Using Bayesian Analysis to Filter Blog Posts

By Deane Barker on November 23, 2003

Working with Bayesian Categorizers: Jon Udell tests a novel theory: if SpamBayes can effectively determine what I think is spam and what I don’t, then why couldn’t it be used to determine blog posts I want to read and those I don’t if, given a big enough sample of both?

There’s been some discussion in the blog world about using a Bayesian categorizer to enable a person to discriminate along various interest/non-interest axes. I took a run at this recently and, although my experiments haven’t been wildly successful, I want to report them because I think the idea may have merit.

Long article, with a lot of benchmarking and tests. The results are inconclusive, but given the effectiveness of SpamBayes and the “in-vogueness” of Bayesian analysis lately, I think it’s not a matter of “if” but a matter of “when.”
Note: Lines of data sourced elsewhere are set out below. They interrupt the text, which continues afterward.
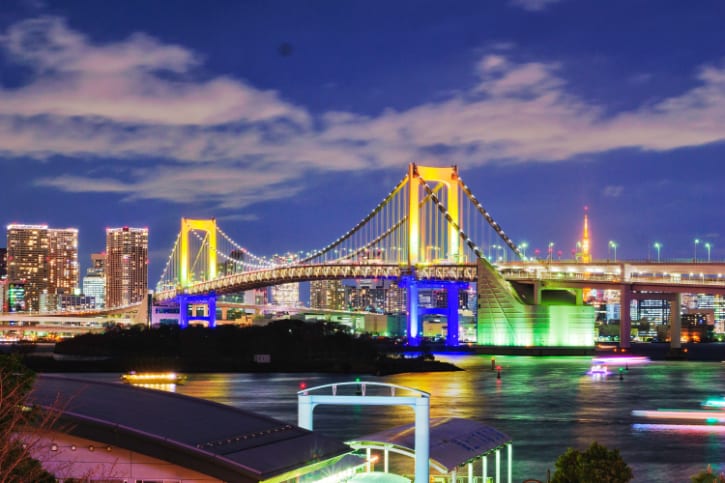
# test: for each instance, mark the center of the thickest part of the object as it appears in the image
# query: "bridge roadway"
(665, 276)
(633, 279)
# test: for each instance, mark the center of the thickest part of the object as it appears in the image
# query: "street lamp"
(613, 246)
(697, 242)
(523, 248)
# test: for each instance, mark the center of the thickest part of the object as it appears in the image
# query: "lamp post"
(697, 242)
(551, 251)
(613, 246)
(523, 248)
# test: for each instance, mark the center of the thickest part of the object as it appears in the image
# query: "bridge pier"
(186, 300)
(676, 328)
(414, 329)
(625, 316)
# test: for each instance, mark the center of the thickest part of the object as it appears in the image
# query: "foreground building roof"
(218, 440)
(453, 441)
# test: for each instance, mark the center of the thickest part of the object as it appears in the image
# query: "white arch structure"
(418, 400)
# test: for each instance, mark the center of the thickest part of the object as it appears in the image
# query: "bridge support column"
(452, 315)
(625, 316)
(422, 439)
(413, 329)
(676, 318)
(537, 292)
(185, 301)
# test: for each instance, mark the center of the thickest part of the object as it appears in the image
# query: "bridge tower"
(187, 225)
(449, 177)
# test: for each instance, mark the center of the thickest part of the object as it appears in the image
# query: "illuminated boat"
(146, 378)
(598, 370)
(621, 360)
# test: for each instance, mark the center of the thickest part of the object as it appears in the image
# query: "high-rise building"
(94, 282)
(288, 294)
(44, 260)
(62, 261)
(28, 256)
(3, 263)
(327, 294)
(126, 265)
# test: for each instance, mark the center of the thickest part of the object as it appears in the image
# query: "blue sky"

This brings back the Nirvana of digital content: a computer that knows what I want to read and delivers it to me, rather than me having to go find it. This vision has been with us for decades now. Recently, I saw fragments of it in the promotional video for Apple’s Knowledge Navigator from the late 80s.

Even before then, you’d read about computers that would predict what you wanted and would do things for you. The computer would just know that you’ll want to go to that concert, so it will get tickets, etc. Is text analysis the way to do this? Is that avenue in opposition to the lofty goals of The Semantic Web? Are they opposing paths to the same goal?